The astute Rafe Paradise reacted immediately. “Think capital letters. Trent is assigned to me by the Big Brother/Big Sister organization. Does that satisfactorily explain how a blond, blue-eyed child could be brothers with a half-breed Indian?”

Holly’s face turned scarlet. As if of their own volition, her eyes dropped to his well-worn moccasins.

Rafe noticed that, too. “They were handed down to me by my great-great-grandfather, Chief Lightning Bolt, who once ruled the Plains,” he drawled. “Being August, it’s too hot to wear my buffalo skins, but I keep them and my headdress in the wigwam out back.”

Holly was aghast. She had unwittingly insulted him and his proud ancestors!

“I—I never meant to imply...or...or...to—to disparage your Native American heritage in any way, Mr. Paradise. I apologize. I—I never intended to be so tactless and I am deeply sorry that—”

“All you said was ‘oh,”’ Rafe said dryly. “How was that tactless or disparaging?”

“I was nonverbally disrespectful,” Holly lamented, horrified by her lapse. She would not spare herself. “I—I looked at your moccasins.”

“Since when is that a crime?”

“Tone of voice, staring, or even silence can be offending and offensive,” Holly persisted frantically.

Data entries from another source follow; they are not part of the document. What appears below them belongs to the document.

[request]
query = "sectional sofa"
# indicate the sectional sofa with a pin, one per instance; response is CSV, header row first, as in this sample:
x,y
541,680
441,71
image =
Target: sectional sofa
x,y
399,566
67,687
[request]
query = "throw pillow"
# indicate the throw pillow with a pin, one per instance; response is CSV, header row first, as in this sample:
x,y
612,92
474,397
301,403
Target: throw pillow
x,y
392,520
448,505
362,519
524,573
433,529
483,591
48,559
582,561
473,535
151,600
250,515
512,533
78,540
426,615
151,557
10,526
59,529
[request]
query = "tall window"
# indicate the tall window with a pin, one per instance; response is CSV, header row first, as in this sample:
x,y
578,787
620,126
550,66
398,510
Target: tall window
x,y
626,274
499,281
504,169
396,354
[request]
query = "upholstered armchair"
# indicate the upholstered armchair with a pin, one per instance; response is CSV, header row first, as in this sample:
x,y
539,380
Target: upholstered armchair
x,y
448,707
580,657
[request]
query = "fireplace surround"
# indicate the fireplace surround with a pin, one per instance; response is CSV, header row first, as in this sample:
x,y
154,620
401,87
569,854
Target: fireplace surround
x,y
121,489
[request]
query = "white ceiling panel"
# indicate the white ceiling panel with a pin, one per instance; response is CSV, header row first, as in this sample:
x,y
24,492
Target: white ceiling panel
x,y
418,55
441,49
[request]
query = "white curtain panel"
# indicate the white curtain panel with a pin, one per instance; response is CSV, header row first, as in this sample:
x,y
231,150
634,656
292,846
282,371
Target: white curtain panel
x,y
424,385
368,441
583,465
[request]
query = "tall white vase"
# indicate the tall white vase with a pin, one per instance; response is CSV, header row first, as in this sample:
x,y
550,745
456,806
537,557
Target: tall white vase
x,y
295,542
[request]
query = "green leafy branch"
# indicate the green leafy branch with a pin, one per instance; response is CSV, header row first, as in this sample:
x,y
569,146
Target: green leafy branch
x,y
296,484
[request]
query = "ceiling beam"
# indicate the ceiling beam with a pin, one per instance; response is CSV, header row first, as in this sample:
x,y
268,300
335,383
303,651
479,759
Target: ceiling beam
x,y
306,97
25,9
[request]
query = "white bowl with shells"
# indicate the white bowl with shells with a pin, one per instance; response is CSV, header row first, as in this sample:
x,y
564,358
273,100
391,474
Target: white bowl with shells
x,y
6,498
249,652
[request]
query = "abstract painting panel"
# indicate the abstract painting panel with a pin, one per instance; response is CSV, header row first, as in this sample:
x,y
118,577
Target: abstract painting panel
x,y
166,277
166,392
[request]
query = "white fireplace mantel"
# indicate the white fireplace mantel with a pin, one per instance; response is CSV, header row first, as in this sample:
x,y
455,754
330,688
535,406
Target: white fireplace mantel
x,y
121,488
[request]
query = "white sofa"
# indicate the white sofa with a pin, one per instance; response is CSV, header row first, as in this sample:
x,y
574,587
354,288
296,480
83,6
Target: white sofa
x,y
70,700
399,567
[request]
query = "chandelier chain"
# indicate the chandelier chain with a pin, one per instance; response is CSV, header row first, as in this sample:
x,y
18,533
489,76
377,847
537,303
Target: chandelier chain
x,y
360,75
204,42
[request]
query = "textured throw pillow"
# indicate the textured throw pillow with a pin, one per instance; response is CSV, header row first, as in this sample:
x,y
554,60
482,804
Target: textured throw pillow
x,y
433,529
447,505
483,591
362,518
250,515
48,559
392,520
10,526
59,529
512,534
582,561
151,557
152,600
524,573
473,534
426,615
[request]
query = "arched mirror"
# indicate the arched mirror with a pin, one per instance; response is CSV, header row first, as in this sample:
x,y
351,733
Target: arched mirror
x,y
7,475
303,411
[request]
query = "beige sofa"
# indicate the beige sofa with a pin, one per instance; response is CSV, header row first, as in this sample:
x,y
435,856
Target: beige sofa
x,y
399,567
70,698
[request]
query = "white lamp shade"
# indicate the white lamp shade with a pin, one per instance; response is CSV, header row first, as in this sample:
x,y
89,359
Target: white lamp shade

“I was just kidding, okay? Trying to make a joke, although judging by your reaction, I obviously didn’t succeed.”

Holly wasn’t sure how to respond.

“Look, I don’t feel offended.” Rafe shrugged.

“You are very understanding, Mr. Paradise.”

“It’s Rafe. We might as well dispense with formalities since we’ll be living next door—and my Little Brother has already started breaking your things.”

“Accidents happen.” Holly smiled at him. “Don’t worry about it.”